Он заболел. Припадки грудной жабы, и прежде мучившие его, участились. И – самое страшное – у него пропало желание работать. Он не мог работать «только для себя». Естественный интерес к тому, как природа умно «придумала» тот или иной процесс, для него был неразрывно связан с потребностью сообщить человечеству то, что достигнуто в тишине лаборатории.
«Тишины было сколько угодно, холодной, мертвящей. Аудитории не было. Мучительно было и то и другое».
14
О том, как я потерял и нашел в Перми моих детей и жену, которая была убеждена, что я погиб в Ленинградской блокаде (и только Юрий, который со своими тоже был эвакуирован в Пермь, поддерживал в ней надежду), я не стану рассказывать в этой книге. Как-никак, я пишу страницы литературной истории, а с ней тесно связаны только поразительные обстоятельства, при которых я покинул Ленинград в ноябре 1941 года. Но об этом речь пойдет впереди.
Так или иначе, в марте 1942 года я оказался в Москве, уже в качестве военного корреспондента «Известий», – и прежде всего поспешил, разумеется, на Сивцев Вражек, к З.В. Мы встретились впервые за годы войны, было о чем рассказать друг другу, но едва минуло десять – пятнадцать минут, как она заговорила о Льве.

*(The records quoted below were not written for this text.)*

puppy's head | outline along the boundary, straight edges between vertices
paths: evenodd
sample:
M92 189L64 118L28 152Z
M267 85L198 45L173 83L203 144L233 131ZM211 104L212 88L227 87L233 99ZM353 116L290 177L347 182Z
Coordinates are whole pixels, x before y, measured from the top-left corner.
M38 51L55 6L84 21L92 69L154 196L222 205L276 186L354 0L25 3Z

Он находился тогда еще в лагере, на Печоре, а его семья – Валерия Петровна Киселева с двумя сыновьями Львом и Федором (родившимся уже после третьего ареста отца) были захвачены немцами на Истре в 1941 году. Где они, живы ли, остались ли на родине или угнаны в глубину Германии – обо всем этом узналось лишь после окончания войны.
Но так, как если бы ничего непоправимого еще не случилось, З.В. предложила мне поехать на квартиру Льва – одна из его сотрудниц, Дворецкая, обещала позаботиться о брошенной квартире, и вот теперь надо было проверить, выполнила ли она свое обещание.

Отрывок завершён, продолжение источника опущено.